How to display a byte array as hex values

Question

>>> struct.pack(\'2I\',12, 30)
b\'\\x0c\\x00\\x00\\x00\\x1e\\x00\\x00\\x00\'    
>>> struct.pack(\'2I\',12, 31)
b\'\\x0c\\x00\\x00\\x00\\x1f\\x00\\         


        

Answer 1

Try binascii.hexlify:

>>> import binascii
>>> import struct
>>> binascii.hexlify(struct.pack('2I',12,30))
b'0c0000001e000000'
>>> binascii.hexlify(struct.pack('2I',12,31))
b'0c0000001f000000'
>>> binascii.hexlify(struct.pack('2I',12,32))
b'0c00000020000000'
>>> binascii.hexlify(struct.pack('2I',12,33))
b'0c00000021000000'

Or if you want spaces to make it more readable:

>>> ' '.join(format(n,'02X') for n in struct.pack('2I',12,33))
'0C 00 00 00 21 00 00 00'

Python 3.6+, using f-strings:

>>> ' '.join(f'{n:02X}' for n in struct.pack('2I',12,33))
'0C 00 00 00 21 00 00 00'

Answer 2

There is an option to convert byte array to hex string with encode. It works for any Python from Python 2.4:

Python 2.7.12 (default, Oct 10 2016, 12:50:22)
>>> import struct
>>> struct.pack('2I',12, 30).encode('hex')
'0c0000001e000000'
>>> struct.pack('2I',12, 31).encode('hex')
'0c0000001f000000'
>>> struct.pack('2I',12, 32).encode('hex')
'0c00000020000000'
>>> struct.pack('2I',12, 33).encode('hex')
'0c00000021000000'

Answer 3

In Python 3.7 bytes objects don't have an encode() method. The following code doesn't work anymore.

import struct

hex_str = struct.pack('2I',12, 30).encode('hex')
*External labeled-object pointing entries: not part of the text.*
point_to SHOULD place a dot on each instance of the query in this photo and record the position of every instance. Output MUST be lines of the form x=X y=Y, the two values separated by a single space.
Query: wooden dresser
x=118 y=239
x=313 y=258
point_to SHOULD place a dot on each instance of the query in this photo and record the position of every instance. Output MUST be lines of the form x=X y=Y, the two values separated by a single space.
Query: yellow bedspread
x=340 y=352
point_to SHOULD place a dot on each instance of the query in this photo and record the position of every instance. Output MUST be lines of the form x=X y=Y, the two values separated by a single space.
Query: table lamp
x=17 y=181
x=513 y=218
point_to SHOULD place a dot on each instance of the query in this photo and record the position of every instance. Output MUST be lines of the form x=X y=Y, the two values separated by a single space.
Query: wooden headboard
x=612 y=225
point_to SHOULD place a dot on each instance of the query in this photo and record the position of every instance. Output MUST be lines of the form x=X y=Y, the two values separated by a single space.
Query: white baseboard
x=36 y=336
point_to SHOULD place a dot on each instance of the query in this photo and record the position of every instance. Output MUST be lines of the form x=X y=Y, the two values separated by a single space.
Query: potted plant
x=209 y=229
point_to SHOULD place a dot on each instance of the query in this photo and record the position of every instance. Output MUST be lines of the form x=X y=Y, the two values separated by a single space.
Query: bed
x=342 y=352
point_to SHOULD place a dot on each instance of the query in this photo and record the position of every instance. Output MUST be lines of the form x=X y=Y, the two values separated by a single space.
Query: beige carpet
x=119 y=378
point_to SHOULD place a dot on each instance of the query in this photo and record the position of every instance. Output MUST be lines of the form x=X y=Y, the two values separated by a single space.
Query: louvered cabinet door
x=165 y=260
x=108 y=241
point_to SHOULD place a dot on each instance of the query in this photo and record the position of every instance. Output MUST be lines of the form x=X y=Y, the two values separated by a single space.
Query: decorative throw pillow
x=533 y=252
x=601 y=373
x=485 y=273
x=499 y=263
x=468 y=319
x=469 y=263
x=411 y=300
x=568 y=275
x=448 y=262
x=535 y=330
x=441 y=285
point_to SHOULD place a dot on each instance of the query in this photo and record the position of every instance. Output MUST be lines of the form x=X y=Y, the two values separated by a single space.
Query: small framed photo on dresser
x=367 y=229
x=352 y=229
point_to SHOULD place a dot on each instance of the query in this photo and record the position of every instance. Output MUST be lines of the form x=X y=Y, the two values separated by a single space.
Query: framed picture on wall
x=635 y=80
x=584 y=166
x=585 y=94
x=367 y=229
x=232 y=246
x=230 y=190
Instead of encode(), Python 3.7 code should use the hex() method, introduced in Python 3.5.

import struct

# hex_str will contain the '0c0000001e000000' string.
hex_str = struct.pack('2I',12, 30).hex()

Answer 4

How about his?

>>> data = struct.pack('2I',12, 30)
>>> [hex(ord(c)) for c in data]
['0xc', '0x0', '0x0', '0x0', '0x1e', '0x0', '0x0', '0x0']

The expression [item for item in sequence] is a so called list comprehension. It's basically a very compact way of writing a simple for loop, and creating a list from the result.

The ord() builtin function takes a string, and turns it into an integer that's its corresponding unicode code point (for characters in the ASCII character set that's the same as their value in the ASCII table).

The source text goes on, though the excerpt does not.